The Care Quality Commission carried out a comprehensive inspection of Luton in March 2017. Breaches of The Health and Social Care Act 2008 (Regulated Activities) Regulations 2014 were identified for regulation 12: Health and Social Care Act 2008 (Regulated Activities) Regulations 2014, safe care and treatment. The provider was required to take the following actions:

  • The provider must ensure that equipment is appropriately maintained and calibrated.

The provider sent their action plans to the Care Quality Commission following the last inspection to address this and during the current inspection we noted all equipment was appropriately maintained and calibrated.

Residential substance misuse services

Good

Updated 10 January 2019

We rated Luton as good because:

  • Emergency equipment at both the treatment centre and detoxification house was in date, regularly tested and ready for use.
  • At the time of inspection there were no staffing vacancies. Between August 2017 and July 2018 there were no unauthorised absences or sickness days taken by staff. Overall, 100% of staff had completed an induction and mandatory training.
  • All clients had an initial risk assessment, all risk assessments were up to date and included what process to follow for a client who unexpectedly exited treatment. Risk management plans were individualised. All client files contained a full assessment of the client’s history and previous treatment. The doctor completed thorough medical assessments at the point of a client’s admission for treatment including a physical health examination to ensure suitability for detox.
  • Staff received feedback from incidents, both local to Luton and PCP nationwide during twice daily handovers and team meetings. Staff could tell us about changes and learning from incidents.
  • Staff reviewed and updated individual treatment plans regularly. Treatment plans were holistic, personalised, recovery orientated and looked at a client’s strength areas.
  • The service offered daily activities and therapies alongside 12-step treatment. Interventions offered included training and work opportunities.
  • All clients accessing treatment were temporarily registered with the local GP surgery for any healthcare needs. Clients were offered support to access the dentist, opticians, smoking cessation, sexual health and genitourinary medicine clinic.
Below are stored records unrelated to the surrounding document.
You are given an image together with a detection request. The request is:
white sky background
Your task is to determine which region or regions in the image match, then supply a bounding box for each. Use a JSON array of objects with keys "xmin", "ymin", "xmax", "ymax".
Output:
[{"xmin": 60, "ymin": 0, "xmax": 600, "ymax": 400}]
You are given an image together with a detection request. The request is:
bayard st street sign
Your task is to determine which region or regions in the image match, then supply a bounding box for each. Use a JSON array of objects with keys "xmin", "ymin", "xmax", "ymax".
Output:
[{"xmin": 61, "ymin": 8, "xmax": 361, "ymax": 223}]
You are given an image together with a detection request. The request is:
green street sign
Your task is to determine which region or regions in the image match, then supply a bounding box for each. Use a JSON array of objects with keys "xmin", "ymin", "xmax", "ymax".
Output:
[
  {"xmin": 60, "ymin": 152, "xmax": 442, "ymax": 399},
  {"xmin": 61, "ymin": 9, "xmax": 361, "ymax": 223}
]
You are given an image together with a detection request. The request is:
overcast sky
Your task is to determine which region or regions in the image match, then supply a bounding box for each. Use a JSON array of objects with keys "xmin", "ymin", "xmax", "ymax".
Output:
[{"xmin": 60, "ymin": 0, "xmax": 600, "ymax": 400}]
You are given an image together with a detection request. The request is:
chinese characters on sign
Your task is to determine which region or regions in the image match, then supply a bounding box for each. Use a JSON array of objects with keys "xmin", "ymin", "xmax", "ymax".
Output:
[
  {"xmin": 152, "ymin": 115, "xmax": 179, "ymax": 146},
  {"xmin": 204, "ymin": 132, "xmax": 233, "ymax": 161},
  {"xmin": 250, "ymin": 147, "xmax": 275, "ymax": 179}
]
The service developed information-sharing processes and joint-working arrangements with other services including the local genitourinary medicine clinic, GPs and dentists.
  • Staff had a minimum of quarterly line management supervision, counsellors also participated in monthly clinical supervision with an external supervisor. All eligible staff had a recent appraisal completed. Staff had access to bi-weekly team meetings and daily handovers.
  • Clients we spoke with told us they felt empowered in their treatment. Clients said staff were caring, respectful and supportive.
  • Staff encouraged family feedback. Families could be involved in treatment progress with client agreement.
  • The service had a robust process in place for managing complaints. Clients knew how to make a complaint.
  • Staff were passionate about reducing the stigma attached to people who use substances, supporting them to recover from their illness and realise their potential. Staff felt respected, supported and valued by their peers and by management. Staff felt positive and proud to work for PCP as an organisation and they had been able to implement new groups.

However:

  • Communal rooms, one-to-one rooms, bathrooms/ toilets at both the detoxification house and the treatment centre were not fitted with alarms and staff were not using lanyard alarms.
  • Some clients had not been offered a copy of their treatment plan.
  • Some clients said they would benefit from more one-to-one sessions.